About 3,600 people were killed in bombings and shootings over the course of three decades of war, the majority of whom were civilians. The majority of the bombings took place in Northern Ireland, but the Irish Republican Army also detonated bombs in London and other British cities.



The antagonists signed a peace agreement in the 1990s after secret talks and with the assistance of diplomatic efforts by Ireland, the United Kingdom, and the United States. The paramilitaries laid down their weapons as part of the 1998 Good Friday Agreement, which created a Catholic-Protestant power-sharing government in Northern Ireland.

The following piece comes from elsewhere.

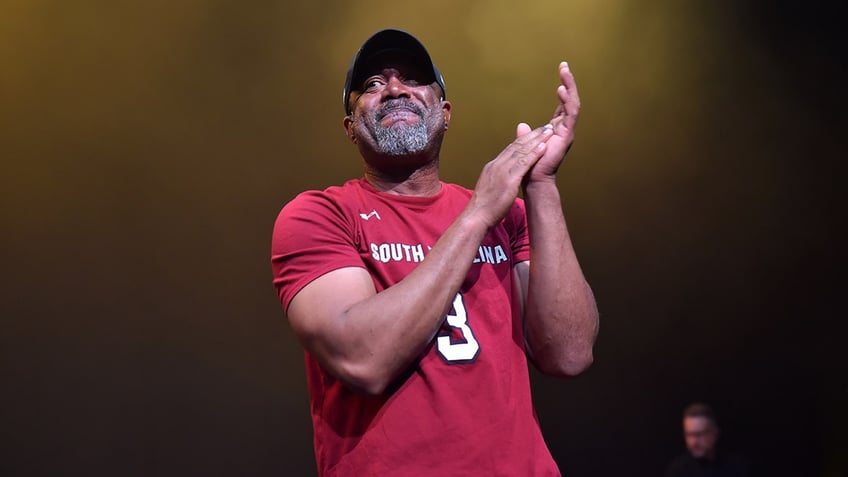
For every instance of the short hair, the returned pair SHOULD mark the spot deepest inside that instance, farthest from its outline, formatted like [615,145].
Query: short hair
[699,409]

The final status of Northern Ireland was postponed: it would remain British as long as the majority wanted it to, although a possible vote on reunification was not ruled out.

Although the peace has generally held, there have been sporadic assaults on security forces by small Irish Republican Army splinter groups, as well as outbreaks of sectarian street violence.

In terms of politics, the power-sharing system has had its ups and downs. Belfast’s government fell apart in January 2017 as a result of a failed green energy scheme. It was put on hold for more than two years due to a schism between British unionists and Irish nationalist parties over cultural and political problems, including the Irish language’s status. Northern Ireland’s government reopened for business in January 2020, but there is still a lot of mistrust on both sides.


Brexit, the United Kingdom’s departure from the European Union, has been dubbed the “problem child” of Northern Ireland. It was the most difficult thing to address since Britain narrowly voted to leave the 27-nation bloc in 2016. It is the only region of the UK that has a border with an EU country — Ireland.

A free movement of people and goods across the Irish border underpins the peace process, enabling people in Northern Ireland to feel at home in both Ireland and the United Kingdom.

The Conservative government’s insistence on a “hard Brexit,” which would take the country out of the EU’s economic order, resulted in the introduction of new trade barriers and checks. Because of the danger to the peace process, Britain and the EU decided that the boundary should not be in Ireland. The alternative was to metaphorically place it in the Irish Sea, separating Northern Ireland from the rest of the United Kingdom.

This agreement has worried British unionists, who believe it weakens Northern Ireland’s position in the UK and can fuel demands for Irish reunification.


The violence has mostly occurred in Protestant areas in and around Belfast and Londonderry, Northern Ireland’s second city, but it has spread to Catholic areas.

On December 31, Britain exited the EU’s economic embrace, and the new trade agreements immediately irritated Northern Ireland unionists who want to remain in the UK. Early trade problems, compounded by the coronavirus pandemic, resulted in several store shelves becoming bare, adding to the panic. In February, border personnel was briefly removed from Northern Ireland ports after threatening graffiti appeared to be directed at port employees.

There was outrage that British Prime Minister Boris Johnson, who had long said that Brexit would result in no new trade barriers, had downplayed the magnitude of the changes wrought by leaving the EU. Some British loyalists in Northern Ireland believe their identity is being threatened.

According to Ulster University politics professor Henry Patterson, “many loyalists claim that Northern Ireland has ceased to be as much a part of the United Kingdom as it once was.”